5. Design Trade-offs, Hardware and Implementation Constraints
Across domains, full-duplex models are constrained by:
- Residual SI and dynamic range: Analog/digital cancellation must suppress SI below the noise floor to avoid overwhelming receiver ADCs or masking the signal-of-interest. This is exacerbated in high-power or wideband systems, with hardware impairments (PA nonlinearity, I/Q imbalance, phase noise) further complicating SI cancellation (Chung et al., 2015).
- Scheduling complexity: For MAC and network layers, practical algorithms (e.g., biconvex optimization, LP scheduling, distributed contention mechanisms) balance throughput, fairness, and implementation overhead (Marašević et al., 2015, Chen et al., 2016).
- Dialogic fluidity: In FD-SLMs, fast event-loop orchestration (ASR chunking, streaming TTS, LLM stateful decoding) and precise state control are critical to avoid premature takeovers or incoherent interruptions (Wang et al., 29 May 2024, Chen et al., 18 Sep 2025).
- Resource constraints: FPGA/CPU limitations for real-time signal processing, VAD/ASR chunk size trade-offs for dialogue latency, and memory/compute capacity for LLM-based FD dialogue remain key constraints in deployment (Chung et al., 2015, Wang et al., 29 May 2024).

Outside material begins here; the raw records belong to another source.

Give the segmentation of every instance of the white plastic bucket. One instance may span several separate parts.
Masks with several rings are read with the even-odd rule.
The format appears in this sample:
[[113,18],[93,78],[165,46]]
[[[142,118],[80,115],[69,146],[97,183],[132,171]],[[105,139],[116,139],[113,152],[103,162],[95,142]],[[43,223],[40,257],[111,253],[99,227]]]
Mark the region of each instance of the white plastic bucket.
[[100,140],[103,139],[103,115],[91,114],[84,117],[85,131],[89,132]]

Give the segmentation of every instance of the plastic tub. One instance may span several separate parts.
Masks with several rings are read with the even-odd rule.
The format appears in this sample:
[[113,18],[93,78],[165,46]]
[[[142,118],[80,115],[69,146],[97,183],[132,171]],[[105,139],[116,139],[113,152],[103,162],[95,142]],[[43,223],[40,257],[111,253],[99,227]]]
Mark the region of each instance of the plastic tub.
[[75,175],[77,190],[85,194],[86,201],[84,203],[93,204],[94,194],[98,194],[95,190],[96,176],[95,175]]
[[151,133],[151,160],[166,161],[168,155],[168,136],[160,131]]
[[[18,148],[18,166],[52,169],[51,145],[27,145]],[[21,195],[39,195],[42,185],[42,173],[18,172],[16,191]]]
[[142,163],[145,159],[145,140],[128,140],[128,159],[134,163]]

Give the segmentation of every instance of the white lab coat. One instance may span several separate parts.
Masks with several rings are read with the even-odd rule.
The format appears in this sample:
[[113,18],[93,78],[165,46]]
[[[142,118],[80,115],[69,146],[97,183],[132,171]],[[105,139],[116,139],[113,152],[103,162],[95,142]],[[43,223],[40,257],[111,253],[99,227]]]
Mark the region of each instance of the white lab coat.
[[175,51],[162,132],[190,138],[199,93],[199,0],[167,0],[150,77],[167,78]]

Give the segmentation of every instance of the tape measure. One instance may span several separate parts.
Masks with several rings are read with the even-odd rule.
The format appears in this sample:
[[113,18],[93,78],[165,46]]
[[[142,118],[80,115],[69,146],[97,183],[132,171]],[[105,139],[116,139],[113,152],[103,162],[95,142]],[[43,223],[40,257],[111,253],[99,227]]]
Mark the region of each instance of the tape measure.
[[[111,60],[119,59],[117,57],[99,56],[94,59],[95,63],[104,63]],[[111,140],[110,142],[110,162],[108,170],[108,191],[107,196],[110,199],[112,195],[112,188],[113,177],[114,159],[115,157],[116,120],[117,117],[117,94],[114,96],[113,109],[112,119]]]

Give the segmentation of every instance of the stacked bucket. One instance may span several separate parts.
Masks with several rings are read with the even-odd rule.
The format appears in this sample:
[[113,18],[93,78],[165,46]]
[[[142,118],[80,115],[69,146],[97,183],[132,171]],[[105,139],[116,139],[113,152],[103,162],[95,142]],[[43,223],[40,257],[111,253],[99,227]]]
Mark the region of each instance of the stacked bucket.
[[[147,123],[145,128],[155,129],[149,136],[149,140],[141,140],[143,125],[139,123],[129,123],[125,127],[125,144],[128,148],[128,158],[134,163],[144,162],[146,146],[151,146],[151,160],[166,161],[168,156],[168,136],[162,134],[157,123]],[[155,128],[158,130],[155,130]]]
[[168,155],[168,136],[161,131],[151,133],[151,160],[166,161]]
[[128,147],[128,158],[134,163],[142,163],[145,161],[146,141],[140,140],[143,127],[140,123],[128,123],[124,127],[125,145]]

6. Impact, Evaluation Benchmarks, and Open Challenges
Full-duplex designs have nearly doubled measured throughput in prototype wireless systems (Chung et al., 2015), supported 35–40% network-wide gains in CSMA/CA-based WLANs (Doost-Mohammady et al., 2015), and enabled real-time overlapping interaction in neural dialogue agents (Wang et al., 29 May 2024, Lin et al., 6 Mar 2025). Comprehensive benchmarks for FD spoken dialogue now incorporate behavioral, latency, and quality axes, with large-scale, synthetically or empirically constructed test corpora (Peng et al., 25 Jul 2025, Chen et al., 18 Sep 2025).
Persisting open challenges include:
- Synchronous data scarcity: Realistic large-scale, multi-channel training corpora for FD-SLMs are lacking (Chen et al., 18 Sep 2025).
- Robust real-time SI cancellation: Especially under hardware impairments and for wideband/millimeter-wave links with strong near-field coupling and complex environmental reflections (Roberts et al., 2023).
- Evaluation beyond rate/MOS: Multi-dimensional metrics targeting conversational repair, proactive behaviors, and safety in dialogue agents, and fairness/coverage in wireless resources (Chen et al., 18 Sep 2025).
- Dynamic mode switching: Hybrid HD/FD transceivers that adapt operation to traffic, SI, and interference in situ achieve best-in-class joint comm-sensing (ISAC) or dialogue fluidity-performance trade-off (Wang et al., 2022).
Ongoing research continues to integrate hybrid architectures, advanced SI estimation/cancellation, end-to-end FD machine learning, and comprehensive multi-axis benchmarks, driving FD models toward robust deployment in both wireless and interactive human-AI systems.